En utilisant l'exemple de la pastorale humaniste aux Pays-Bas, la Prof. Hans Alma a illustré à quoi pourrait ressembler une alternative à la pastorale religieuse dans les institutions étatiques. Elle a montré que les quatre facteurs suivants ont favorisé l'établissement d'une pastorale non religieuse aux Pays-Bas : (1) une base philosophique solide, (2) une structure de société en piliers qui laisse de la place à d'autres offres de pastorale non religieuse, (3) des fondations juridiques pour la pastorale dans les institutions de l'État et (4) une université humaniste financée par l'État, dans laquelle une formation appropriée peut être suivie. Dans sa déclaration, Mme Dr. Esther Straub a expliqué quelles mesures devraient être prises – dans le canton de Zurich en particulier – pour également permettre la pastorale dans les institutions publiques pour les communautés non religieuses. Il n'y a actuellement aucune base légale pour cela et aucun financement sûr. Il est important pour Mme Straub que le statut du pasteur en tant que tiers ne soit pas compromis. Les discussions pastorales doivent continuer à avoir lieu dans un cadre protégé et clairement en dehors de la thérapie. Le Prof. René Pahud de Mortanges a donné une présentation sur les thèmes de la neutralité et de l'ouverture de l'éducation religieuse dans les écoles. Les compétences dans le domaine de la religion et des convictions philosophiques sont aujourd'hui enseignées dans le cadre du programme scolaire obligatoire. Il existe des efforts reconnaissables pour enseigner ces compétences de manière aussi neutre, ouverte et inclusive que possible. L'ouverture de l'enseignement religieux confessionnel dans les locaux scolaires aux autres communautés religieuses et aux personnes sans confession reste à discuter. Dans sa prise de position, Mme Dr. Stéphanie Bernet a mis l'accent sur le bien-être de l'enfant, qui doit faire l'objet d'une attention particulière lorsque l'école traite de la liberté religieuse. Elle a également constaté que le contenu éducatif est plus important aujourd'hui qu'il ne l'était avant. Enfin, le contenu pédagogique sert également à promouvoir la tolérance et à prévenir des agressions sexuelles et à mettre en garde des sectes religieuses.

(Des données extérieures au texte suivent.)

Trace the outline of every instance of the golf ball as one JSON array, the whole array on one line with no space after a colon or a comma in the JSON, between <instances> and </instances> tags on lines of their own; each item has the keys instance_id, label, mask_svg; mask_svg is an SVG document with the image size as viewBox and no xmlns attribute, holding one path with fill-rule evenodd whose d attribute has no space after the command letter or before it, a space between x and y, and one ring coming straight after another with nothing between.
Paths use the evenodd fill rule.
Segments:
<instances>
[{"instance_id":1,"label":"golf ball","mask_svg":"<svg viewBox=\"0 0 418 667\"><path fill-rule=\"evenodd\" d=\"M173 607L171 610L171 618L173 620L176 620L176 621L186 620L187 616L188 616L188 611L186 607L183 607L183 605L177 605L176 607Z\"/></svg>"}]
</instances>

Parallèlement aux discours individuels, il y avait un échange constant avec les participants à la conférence, qui – à la fin de la journée – ont eu l'occasion de poser des questions ouvertes dans la discussion finale. Les présentations de la conférence seront publiées sous forme écrite. Le livre sera complété par les contributions d’autres participants.